Seagrove has a unique situation for potters wanting to stay and be in the game. This in my mind beats working at McD’s and saying “ Would you like fries with that?” Here is a pic of Jared Zehmer and Wild Bill Jones. Jared makes half the pots in Seagrove. He goes from pottery to pottery and throws their production line and is paid by the pound. A good quick thrower can make a decent living wage. Reportly the other half of the pots are made by Chad Brown. These dudes can move clay.
Wild Bill Jones seen here having a Black IPA with Dan works two days a week here at Starworks making a production line for a designer. The work is marketed throughout the country.

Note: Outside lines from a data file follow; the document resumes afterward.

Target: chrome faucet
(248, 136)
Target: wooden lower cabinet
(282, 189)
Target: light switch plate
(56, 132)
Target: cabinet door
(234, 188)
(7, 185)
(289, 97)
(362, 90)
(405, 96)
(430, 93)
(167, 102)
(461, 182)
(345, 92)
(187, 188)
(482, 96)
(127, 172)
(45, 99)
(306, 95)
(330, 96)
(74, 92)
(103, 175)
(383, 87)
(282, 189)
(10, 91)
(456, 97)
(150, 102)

Cary Hulin and David Stuempfle (had to check the spelling) both got their chops doing production at a big workshop in Wisconsin. Later David was a journeyman with Vernon Owen at Jugtown here in Seagrove.

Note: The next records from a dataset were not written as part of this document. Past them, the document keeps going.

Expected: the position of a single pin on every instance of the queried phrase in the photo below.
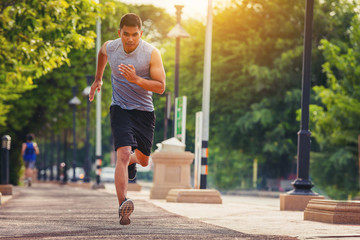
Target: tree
(36, 37)
(256, 83)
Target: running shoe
(132, 171)
(125, 210)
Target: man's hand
(96, 85)
(128, 72)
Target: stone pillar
(171, 168)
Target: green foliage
(36, 37)
(336, 119)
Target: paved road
(50, 211)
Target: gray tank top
(128, 95)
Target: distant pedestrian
(136, 72)
(29, 151)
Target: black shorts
(133, 128)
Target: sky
(192, 8)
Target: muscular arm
(157, 74)
(37, 151)
(23, 149)
(102, 60)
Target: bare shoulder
(103, 48)
(155, 56)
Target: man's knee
(143, 160)
(123, 154)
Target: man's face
(130, 37)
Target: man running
(136, 71)
(29, 151)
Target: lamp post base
(296, 202)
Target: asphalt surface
(51, 211)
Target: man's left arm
(157, 74)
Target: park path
(51, 211)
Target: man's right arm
(102, 60)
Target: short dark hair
(130, 20)
(30, 137)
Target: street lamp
(302, 185)
(73, 102)
(177, 32)
(206, 98)
(87, 164)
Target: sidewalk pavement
(253, 215)
(51, 211)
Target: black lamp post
(5, 153)
(73, 102)
(302, 185)
(87, 163)
(177, 32)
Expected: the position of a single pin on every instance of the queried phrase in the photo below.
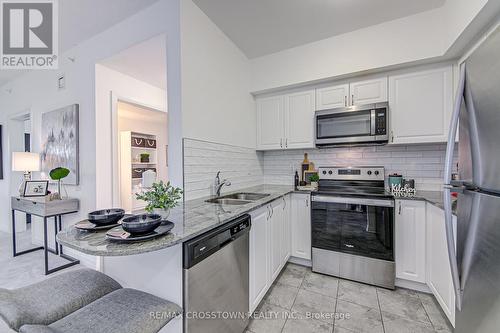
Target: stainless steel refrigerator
(475, 261)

This kind of security allows you some steady income while establishing your own studio and following. You also leave all the troubles of glazing, firing and selling behind you. That is precisely why I like doing workshops. I leave all the real mess behind me and only do the neat stuff- talking and making.
Seagrove is a unique place where there are journeymen that have the skills to be worth your hiring. Most places you need to train someone and wait two years before they are worth the time and money you invested and then they leave you to start their own studio.
I have never had an assistant. I would make a terrible boss. I tried once and it ended that I worked for the guy that was working for me. I would be stuck putting handles on his pots, trimming his pots when he didn’t come in and I spent fewer hours on my pots instead of more time. I also think he made more money than I did. That's not the way it's supposed to work.
The harder these guys work the more money they make. Ain't that the way it is supposed to work. Another memo that slipped past me without me reading it.